I have a include file which contains my defined variables like block size.
This file is included by my kernel functions which need defined block sizes or tile sizes.
The Problem is, the compiler does not register that this file has been updated.
It only checks for the main kernel .cu file if that has been updated.
Is this the usual case, or is this JCuda specific ?
/*
* Shared Memory Tile Size, must be a multiple of 16
*/
#define TILE_SIZE 64
/*
* Number of Threads in a Block
*
* Maximum number of resident blocks per multiprocessor : 8
*
* ///////////////////
* Compute capability:
* ///////////////////
*
* Cuda [1.0 - 1.1] ~
* Maximum number of resident threads per multiprocessor 768
* Optimal Usage: 768 / 8 = 96
* Cuda [1.2 - 1.3] ~
* Maximum number of resident threads per multiprocessor 1024
* Optimal Usage: 1024 / 8 = 128
* Cuda [2.x] ~
* Maximum number of resident threads per multiprocessor 1536
* Optimal Usage: 1536 / 8 = 192
*/
#define BLOCK_SIZE_DEF 96
/*
* Number of Threads in a Block, mainly for reduction kernels,
* must be a power of two variable
*
* ///////////////////
* Compute capability:
* ///////////////////
*
* Cuda [1.0 - 1.1] ~
* BLOCK_SIZE_DEF = 96 --> 128 --> 6 of 8 possible resident blocks per multiprocessor
* Cuda [1.2 - 1.3] ~
* BLOCK_SIZE_DEF = 128 --> 128
* Cuda [2.x] ~
* BLOCK_SIZE_DEF = 192 --> 256
*/
#define BLOCK_SIZE_POW2 128
/*
* two times the block size for reduction kernel, since one thread
* loads two elements at global first reduction level
*/
#define BLOCK_SIZE_POW2_DOUBLE (BLOCK_SIZE_POW2 << 1)
Is this UtilCuda class internally using the KernelLauncher?
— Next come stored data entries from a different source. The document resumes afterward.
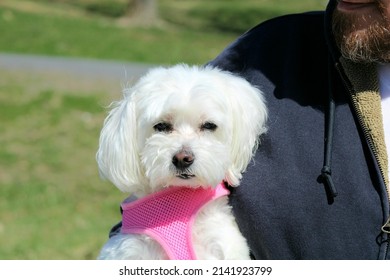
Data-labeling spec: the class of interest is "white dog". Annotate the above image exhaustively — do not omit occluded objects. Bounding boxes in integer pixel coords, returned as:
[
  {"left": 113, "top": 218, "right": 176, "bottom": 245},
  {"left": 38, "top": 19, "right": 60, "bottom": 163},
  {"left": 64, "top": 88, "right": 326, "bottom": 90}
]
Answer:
[{"left": 96, "top": 64, "right": 267, "bottom": 260}]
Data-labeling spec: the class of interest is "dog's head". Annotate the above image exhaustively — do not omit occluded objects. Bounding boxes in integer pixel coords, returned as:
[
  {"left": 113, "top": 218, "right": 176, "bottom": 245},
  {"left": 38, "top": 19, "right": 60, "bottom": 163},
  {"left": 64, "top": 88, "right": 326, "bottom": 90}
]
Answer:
[{"left": 96, "top": 64, "right": 267, "bottom": 195}]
Note that the KernelLauncher checks whether the output file already exists and is newer than the input file. If you only modify an included file, the KernelLauncher will not notice this. You may add the ‘forceRebuild’ flag in the ‘compile’ call of the KernelLauncher, to enforce the Kernel to be rebuilt each time.